A member of the NSW government has joined the calls for an expressway to be built over the Blue Mountains.
Nationals MLC and Parliamentary Secretary for Western NSW Rick Colless said western NSW residents deserved a quick and safe road over the Great Dividing Range and shouldn’t have to wait decades for it to happen.
Mr Colless called on his government to make a commitment to build an expressway and said they should be looking to start work in the next year or two.
“It’s about time we address this. We’ve had two major projects that are becoming a reality in the Inland Rail and the Western Sydney airport and we need a good transport link,” he said.
“It has to happen and it has to be an expressway. I don’t know that it has to be on the Bells Line, I think we have to look at the options but it has to be dual-lane all the way to Lithgow, and possibly even Bathurst.
“Even the road between Bathurst and Orange, there are sections that need significant improvement.”
The Central NSW Councils (CENTROC) and Bathurst Business Chamber renewed their calls for the Bells Line Expressway to be built last week.
Melinda Pavey said she was aware of the importance of the issue in western NSW but wasn’t able to make any commitments.
Mr Colless said neither the existing Bells Line of Road or Great Western Highway were acceptable major roads, compared to the Pacific or Hume highways that serviced the north and south coast regions.
However he said his own party’s plan for the next 40 years made no mention of an improved link over the Blue Mountains.
“The transport study to 2056 made virtually no mention of an expressway. There was mention of reserving a corridor for a linking road through Richmond,” he said.
“If you look at the Bells Line and the Great Western Highway, both of those roads are basically goat tracks compared to the roads that run north and south of Sydney.”
Mr Colless said there had been “tremendous improvements” made to the Great Western Highway but the number of school zones and changes in speed meant it wasn’t fit to call a major highway.
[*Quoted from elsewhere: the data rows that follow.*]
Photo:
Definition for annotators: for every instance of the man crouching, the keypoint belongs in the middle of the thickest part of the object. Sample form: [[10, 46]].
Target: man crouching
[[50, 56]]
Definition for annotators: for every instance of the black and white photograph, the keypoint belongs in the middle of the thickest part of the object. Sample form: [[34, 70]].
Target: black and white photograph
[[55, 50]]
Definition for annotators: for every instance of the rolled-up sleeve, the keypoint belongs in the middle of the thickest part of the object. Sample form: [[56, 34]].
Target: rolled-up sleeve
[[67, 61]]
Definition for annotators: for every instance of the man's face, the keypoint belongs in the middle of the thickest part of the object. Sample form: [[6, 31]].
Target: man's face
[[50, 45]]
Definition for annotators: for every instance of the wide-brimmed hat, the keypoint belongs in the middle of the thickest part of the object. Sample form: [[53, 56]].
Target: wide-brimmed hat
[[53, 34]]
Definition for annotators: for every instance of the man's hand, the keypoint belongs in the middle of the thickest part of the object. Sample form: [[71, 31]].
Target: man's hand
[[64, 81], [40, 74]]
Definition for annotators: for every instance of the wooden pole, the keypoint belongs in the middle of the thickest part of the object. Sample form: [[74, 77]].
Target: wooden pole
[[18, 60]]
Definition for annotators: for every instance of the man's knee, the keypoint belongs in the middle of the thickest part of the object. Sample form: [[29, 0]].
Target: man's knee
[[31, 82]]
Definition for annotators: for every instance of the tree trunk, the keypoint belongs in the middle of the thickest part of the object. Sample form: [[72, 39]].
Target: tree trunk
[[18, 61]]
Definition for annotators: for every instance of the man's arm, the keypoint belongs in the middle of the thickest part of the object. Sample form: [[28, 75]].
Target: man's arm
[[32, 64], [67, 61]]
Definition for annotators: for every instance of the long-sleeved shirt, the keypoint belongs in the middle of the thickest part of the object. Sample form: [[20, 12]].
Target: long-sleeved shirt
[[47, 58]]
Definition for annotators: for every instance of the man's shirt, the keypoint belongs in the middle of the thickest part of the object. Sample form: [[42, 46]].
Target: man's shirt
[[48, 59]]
“If you look at the development that has gone on in the Hunter Valley and the Southern Highlands, it’s just enormous and it’s important that western NSW doesn’t miss out on that,” he said.
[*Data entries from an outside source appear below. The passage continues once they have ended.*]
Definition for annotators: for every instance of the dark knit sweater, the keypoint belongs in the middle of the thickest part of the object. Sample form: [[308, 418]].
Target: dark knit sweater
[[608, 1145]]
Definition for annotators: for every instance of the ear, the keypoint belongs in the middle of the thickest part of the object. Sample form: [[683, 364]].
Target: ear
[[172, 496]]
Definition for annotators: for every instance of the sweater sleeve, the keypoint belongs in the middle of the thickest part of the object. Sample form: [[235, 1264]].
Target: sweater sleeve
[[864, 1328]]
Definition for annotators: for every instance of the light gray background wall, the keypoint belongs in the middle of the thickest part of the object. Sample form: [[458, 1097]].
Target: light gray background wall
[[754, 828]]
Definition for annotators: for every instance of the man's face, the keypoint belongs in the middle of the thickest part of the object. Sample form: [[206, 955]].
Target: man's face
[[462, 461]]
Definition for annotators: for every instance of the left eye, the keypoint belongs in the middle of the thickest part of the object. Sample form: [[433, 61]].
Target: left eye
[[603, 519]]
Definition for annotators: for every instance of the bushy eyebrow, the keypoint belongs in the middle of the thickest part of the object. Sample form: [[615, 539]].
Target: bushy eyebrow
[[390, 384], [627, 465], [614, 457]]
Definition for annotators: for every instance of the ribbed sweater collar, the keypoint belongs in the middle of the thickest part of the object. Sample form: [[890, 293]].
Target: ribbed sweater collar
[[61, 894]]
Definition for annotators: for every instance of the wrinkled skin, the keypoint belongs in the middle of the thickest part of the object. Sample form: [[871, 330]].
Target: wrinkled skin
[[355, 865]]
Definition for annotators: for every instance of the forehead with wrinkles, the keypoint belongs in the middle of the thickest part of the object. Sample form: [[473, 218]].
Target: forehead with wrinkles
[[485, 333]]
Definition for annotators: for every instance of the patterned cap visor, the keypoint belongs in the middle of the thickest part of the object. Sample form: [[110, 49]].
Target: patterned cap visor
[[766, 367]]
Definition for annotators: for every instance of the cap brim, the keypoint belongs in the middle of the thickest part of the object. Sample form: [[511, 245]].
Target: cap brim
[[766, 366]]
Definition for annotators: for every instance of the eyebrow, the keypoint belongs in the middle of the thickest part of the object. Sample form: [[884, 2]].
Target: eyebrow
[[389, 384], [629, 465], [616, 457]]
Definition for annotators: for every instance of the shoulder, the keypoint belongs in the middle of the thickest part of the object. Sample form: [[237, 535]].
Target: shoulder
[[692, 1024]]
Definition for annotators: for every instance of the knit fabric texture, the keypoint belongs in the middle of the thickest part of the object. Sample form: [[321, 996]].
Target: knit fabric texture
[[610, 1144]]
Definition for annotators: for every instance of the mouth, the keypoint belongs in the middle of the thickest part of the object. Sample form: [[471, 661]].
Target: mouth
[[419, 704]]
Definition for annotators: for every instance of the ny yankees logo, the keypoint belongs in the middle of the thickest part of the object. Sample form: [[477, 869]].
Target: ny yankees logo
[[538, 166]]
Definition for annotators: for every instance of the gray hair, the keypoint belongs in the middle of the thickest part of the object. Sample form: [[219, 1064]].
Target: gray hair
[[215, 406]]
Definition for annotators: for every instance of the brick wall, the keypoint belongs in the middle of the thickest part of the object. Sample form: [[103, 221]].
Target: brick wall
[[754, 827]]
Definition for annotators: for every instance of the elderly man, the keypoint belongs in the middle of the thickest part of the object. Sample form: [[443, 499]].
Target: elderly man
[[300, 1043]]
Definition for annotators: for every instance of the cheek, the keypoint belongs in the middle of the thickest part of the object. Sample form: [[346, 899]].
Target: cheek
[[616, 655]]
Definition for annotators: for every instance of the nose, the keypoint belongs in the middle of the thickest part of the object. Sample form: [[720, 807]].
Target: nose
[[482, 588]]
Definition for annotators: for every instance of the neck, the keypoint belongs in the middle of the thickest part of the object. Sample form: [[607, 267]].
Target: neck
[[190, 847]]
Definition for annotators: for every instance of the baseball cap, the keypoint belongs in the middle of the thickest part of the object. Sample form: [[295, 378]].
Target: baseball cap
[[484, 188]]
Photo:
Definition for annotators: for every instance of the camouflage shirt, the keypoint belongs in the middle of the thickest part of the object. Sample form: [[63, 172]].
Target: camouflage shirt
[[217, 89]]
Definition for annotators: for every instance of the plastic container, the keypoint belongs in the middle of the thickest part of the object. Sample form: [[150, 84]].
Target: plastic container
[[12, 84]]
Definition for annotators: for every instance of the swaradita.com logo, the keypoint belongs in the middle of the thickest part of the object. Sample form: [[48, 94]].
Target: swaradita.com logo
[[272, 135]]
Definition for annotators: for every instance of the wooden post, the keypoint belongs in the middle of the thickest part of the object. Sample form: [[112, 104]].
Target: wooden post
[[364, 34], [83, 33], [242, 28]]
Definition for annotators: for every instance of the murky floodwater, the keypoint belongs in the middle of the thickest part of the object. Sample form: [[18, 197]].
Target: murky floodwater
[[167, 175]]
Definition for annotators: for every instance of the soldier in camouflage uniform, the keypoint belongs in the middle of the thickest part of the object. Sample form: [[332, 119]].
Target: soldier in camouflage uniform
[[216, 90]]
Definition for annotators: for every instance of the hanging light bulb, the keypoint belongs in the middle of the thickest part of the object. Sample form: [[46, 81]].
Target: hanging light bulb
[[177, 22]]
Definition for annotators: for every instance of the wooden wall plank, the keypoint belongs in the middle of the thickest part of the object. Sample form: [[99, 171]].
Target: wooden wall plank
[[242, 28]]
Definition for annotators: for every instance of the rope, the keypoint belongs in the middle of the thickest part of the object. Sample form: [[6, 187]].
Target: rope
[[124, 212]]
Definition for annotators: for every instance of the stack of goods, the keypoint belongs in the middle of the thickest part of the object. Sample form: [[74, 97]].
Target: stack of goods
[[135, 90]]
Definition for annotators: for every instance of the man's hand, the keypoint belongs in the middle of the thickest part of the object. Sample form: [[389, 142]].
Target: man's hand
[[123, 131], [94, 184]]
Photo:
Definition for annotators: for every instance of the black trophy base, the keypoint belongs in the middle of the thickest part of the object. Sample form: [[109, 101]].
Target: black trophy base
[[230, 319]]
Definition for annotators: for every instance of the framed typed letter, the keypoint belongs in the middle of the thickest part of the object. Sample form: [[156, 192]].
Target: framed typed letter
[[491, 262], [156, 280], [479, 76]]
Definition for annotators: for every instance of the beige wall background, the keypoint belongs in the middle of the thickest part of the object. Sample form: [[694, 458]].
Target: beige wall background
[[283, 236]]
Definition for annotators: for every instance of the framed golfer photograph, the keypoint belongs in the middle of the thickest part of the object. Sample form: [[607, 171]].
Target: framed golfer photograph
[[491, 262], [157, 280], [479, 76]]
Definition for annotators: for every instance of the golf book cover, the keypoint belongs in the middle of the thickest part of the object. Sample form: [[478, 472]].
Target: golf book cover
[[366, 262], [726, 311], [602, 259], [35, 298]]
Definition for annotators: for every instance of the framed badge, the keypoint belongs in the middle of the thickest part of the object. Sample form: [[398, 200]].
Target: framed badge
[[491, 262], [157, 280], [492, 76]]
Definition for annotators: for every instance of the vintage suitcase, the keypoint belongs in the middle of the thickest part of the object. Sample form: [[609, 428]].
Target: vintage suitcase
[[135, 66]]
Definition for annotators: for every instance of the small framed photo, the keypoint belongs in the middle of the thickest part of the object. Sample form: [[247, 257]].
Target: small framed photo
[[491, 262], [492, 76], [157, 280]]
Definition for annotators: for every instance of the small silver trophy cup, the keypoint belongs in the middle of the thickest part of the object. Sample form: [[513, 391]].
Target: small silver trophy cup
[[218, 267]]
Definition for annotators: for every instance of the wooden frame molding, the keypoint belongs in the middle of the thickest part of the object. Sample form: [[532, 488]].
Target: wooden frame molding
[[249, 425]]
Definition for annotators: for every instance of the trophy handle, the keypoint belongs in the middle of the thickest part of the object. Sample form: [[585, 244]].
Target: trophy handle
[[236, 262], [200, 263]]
The government has been criticised for its decision to build two new stadiums in Sydney at a cost of $2 billion, instead of other infrastructure.
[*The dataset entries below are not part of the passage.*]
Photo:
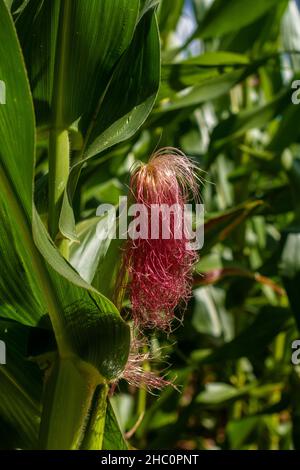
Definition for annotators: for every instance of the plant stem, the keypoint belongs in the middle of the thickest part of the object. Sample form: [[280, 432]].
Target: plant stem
[[59, 148], [38, 265], [58, 176], [93, 438]]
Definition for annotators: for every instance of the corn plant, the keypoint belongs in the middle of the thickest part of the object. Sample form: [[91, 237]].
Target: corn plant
[[92, 327]]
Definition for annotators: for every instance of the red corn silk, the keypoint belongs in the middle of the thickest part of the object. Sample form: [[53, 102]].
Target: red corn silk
[[160, 269]]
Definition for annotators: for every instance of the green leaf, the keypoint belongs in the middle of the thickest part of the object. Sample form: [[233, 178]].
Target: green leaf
[[268, 324], [218, 393], [231, 15], [132, 90], [290, 268], [113, 437], [74, 306], [237, 124], [124, 106], [96, 33], [219, 227], [21, 386]]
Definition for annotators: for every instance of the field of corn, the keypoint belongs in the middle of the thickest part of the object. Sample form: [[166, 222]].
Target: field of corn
[[115, 343]]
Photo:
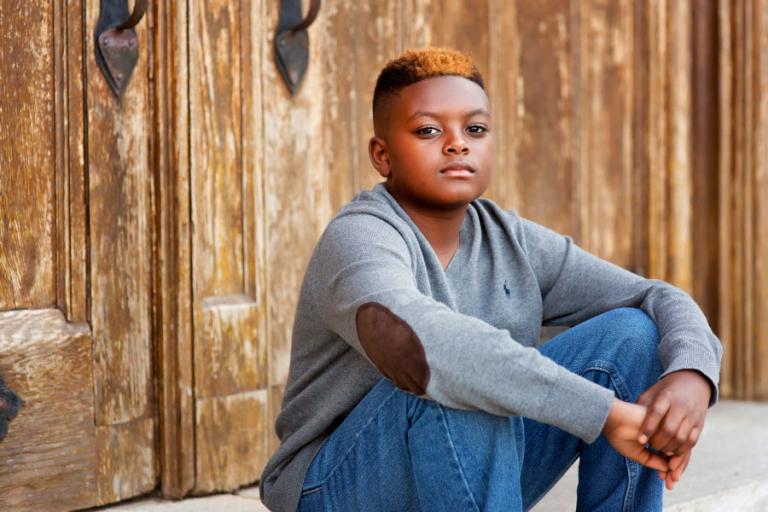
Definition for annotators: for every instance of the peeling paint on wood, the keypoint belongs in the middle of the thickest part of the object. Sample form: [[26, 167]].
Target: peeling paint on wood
[[231, 436], [27, 142], [50, 448]]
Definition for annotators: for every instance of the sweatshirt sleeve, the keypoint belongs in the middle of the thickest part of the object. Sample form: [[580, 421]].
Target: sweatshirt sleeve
[[365, 288], [577, 285]]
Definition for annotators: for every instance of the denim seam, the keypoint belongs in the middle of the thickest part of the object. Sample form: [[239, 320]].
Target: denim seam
[[621, 388], [357, 437], [456, 457]]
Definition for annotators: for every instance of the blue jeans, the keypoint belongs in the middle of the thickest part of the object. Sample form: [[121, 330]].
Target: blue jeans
[[398, 452]]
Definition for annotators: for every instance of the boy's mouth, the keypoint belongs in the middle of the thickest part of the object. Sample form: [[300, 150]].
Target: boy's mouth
[[458, 169]]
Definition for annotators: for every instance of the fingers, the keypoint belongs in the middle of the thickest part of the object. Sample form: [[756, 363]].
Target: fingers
[[653, 461], [668, 430], [679, 437], [653, 417], [693, 438]]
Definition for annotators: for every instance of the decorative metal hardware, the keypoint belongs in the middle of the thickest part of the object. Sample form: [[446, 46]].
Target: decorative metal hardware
[[292, 41], [10, 403], [117, 47]]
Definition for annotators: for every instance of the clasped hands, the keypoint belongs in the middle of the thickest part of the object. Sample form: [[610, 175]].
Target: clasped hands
[[661, 429]]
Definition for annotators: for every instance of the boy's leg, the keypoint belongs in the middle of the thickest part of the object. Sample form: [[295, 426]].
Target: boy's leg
[[397, 452], [618, 350]]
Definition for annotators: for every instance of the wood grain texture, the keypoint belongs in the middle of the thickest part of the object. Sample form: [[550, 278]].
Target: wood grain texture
[[743, 131], [228, 249], [230, 353], [120, 206], [297, 203], [603, 124], [127, 463], [27, 159], [71, 272], [371, 28], [502, 85], [173, 312], [216, 174], [704, 163], [120, 239], [231, 437], [760, 200], [546, 95], [48, 459], [669, 143]]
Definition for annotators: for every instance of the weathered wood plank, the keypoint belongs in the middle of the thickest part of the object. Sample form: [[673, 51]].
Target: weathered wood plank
[[228, 250], [704, 162], [372, 30], [297, 200], [216, 177], [230, 353], [744, 128], [71, 246], [231, 437], [546, 156], [27, 159], [48, 459], [603, 122], [126, 459], [760, 200], [502, 86], [669, 143], [725, 161], [121, 240]]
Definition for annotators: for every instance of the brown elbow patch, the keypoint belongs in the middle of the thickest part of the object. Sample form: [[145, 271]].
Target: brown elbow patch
[[393, 347]]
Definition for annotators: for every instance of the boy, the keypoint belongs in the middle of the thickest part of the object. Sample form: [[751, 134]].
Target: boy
[[415, 383]]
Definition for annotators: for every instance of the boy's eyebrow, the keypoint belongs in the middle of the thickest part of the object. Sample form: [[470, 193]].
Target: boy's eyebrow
[[475, 112]]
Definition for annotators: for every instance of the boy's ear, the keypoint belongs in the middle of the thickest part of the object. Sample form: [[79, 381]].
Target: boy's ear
[[377, 152]]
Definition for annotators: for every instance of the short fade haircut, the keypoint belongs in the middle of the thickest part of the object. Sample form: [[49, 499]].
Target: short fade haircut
[[418, 64]]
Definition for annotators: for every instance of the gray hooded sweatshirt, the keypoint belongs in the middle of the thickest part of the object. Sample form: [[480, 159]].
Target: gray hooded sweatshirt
[[376, 302]]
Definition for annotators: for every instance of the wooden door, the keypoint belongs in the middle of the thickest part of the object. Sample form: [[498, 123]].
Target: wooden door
[[76, 264]]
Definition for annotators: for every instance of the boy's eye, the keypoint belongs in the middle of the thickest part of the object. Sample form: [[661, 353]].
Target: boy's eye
[[428, 130], [477, 129]]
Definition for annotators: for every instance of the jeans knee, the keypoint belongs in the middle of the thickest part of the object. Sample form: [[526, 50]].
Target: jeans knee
[[634, 323]]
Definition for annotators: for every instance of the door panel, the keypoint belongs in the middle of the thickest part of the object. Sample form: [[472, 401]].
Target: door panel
[[76, 265], [230, 349], [26, 156], [48, 459], [120, 253]]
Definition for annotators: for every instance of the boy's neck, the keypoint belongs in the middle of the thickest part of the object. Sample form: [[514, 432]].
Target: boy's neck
[[441, 228]]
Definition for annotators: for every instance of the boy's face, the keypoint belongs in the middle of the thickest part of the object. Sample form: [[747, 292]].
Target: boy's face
[[436, 149]]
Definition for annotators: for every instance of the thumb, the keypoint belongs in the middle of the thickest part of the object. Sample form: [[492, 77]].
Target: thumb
[[644, 399]]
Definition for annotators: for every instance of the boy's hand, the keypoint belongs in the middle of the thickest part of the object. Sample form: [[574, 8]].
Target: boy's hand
[[677, 464], [622, 428], [677, 406]]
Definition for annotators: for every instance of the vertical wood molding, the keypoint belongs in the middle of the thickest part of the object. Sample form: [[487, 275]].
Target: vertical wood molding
[[120, 234], [744, 197], [71, 198], [173, 290]]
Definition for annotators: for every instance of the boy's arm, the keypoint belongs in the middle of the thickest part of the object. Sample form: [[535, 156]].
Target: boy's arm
[[363, 285], [577, 285]]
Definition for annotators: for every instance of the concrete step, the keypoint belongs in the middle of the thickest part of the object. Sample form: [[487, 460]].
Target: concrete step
[[728, 472]]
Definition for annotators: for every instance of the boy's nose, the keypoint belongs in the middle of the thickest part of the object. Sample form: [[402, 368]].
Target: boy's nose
[[456, 146]]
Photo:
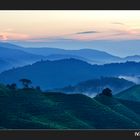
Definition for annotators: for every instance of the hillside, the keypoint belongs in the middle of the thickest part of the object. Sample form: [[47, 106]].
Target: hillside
[[61, 73], [33, 109], [15, 57], [94, 86], [132, 94]]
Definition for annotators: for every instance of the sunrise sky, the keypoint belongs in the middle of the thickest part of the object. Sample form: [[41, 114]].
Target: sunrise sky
[[76, 25]]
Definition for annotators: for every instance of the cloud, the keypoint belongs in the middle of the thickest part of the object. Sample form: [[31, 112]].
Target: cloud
[[118, 23], [87, 32]]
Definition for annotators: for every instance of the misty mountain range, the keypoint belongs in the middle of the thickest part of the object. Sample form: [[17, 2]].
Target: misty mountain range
[[14, 55]]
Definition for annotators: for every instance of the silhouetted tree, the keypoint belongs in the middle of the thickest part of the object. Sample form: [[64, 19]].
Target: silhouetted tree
[[25, 82], [13, 86]]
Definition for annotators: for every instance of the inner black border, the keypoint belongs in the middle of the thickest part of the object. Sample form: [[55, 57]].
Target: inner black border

Mr Colless said he was “ambivalent” about a replacement for the 19-year-old ANZ stadium, but said that spending didn’t necessarily come at the cost of other infrastructure.
“The state is in a good financial position and it’s not just stadia, there are a lot of worthwhile projects that are getting started,” he said.
“I hope we can get an expressway sorted out soon, so we could see something start in the next year or two.”